Слепой рыбак, Второй дед не просто не выглядел смешным — даже при желании в нем нельзя было найти черту, деталь, через которые можно было бы уязвить его сделать объектом насмешки. При всей потенциальной комичности облика — парусиновые штаны, пиджак с заплатами, соломенная шляпа — он не был комичен; даже бамбуковые удочки, которые всегда придают взрослому мужчине что-то несерьезное, мальчишеское, смотрелись как-то отдельно от него, не дополняли штрихом его облик, хотя он и нес их в руке.
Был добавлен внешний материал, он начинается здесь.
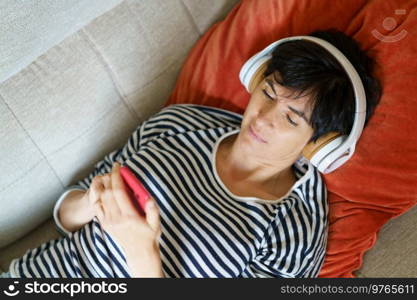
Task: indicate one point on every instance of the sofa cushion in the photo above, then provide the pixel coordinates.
(83, 97)
(29, 28)
(379, 181)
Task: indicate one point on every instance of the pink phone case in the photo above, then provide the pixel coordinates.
(135, 189)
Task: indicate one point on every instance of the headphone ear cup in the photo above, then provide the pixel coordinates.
(257, 77)
(311, 150)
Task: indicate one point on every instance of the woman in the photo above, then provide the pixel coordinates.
(232, 195)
Он не числился в рыбацком братстве, на пруду у него было особое место, которое никто не занимал, и другие рыбаки не подходили к нему ни за наживкой, ни за папиросой, ни просто поговорить; так он поставил себя с самого первого дня.
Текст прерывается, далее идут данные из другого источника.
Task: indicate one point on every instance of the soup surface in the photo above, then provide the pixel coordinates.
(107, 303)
Итак, я стал тайком пробираться на пруд и садиться в некотором отдалении от него. Стоило подойти чуть ближе — как бы ты ни старался красться неслышно, Второй дед поворачивался и обращал к тебе незрячие глаза; в этот момент ты чувствовал себя водяной крысой, выползшей из норы прямо на охотничьего пса. Меня поражала эта чуткость в сдержанном, бесстрастном человеке, чьи движения были столь размеренны, словно он монотонно крутил внутри себя заводную ручку вроде ручки патефона, дававшую ход различным сочленениям его постаревшего, но по-прежнему слаженного тела. Мне даже казалось, что он кого-то ждет; кого-то, кто должен прийти и о чем-то его спросить; ждет, чтобы его не застали врасплох.
Чем больше я сидел на пруду, наблюдая, как Второй дед ловит рыбу, тем яснее — медленно, день ото дня — я понимал, что в личности Второго деда нет таинственности; есть только твердый запрет, крепкая запертая дверь, железный брусок засова, толстая дужка навесного замка. А там, за дверью, скрывалось что-то, чему в настоящем времени не было места быть; Второй дед носил при себе все свое прошлое, как беженец не распаковывает на кратком привале у дороги скарба из городской жизни.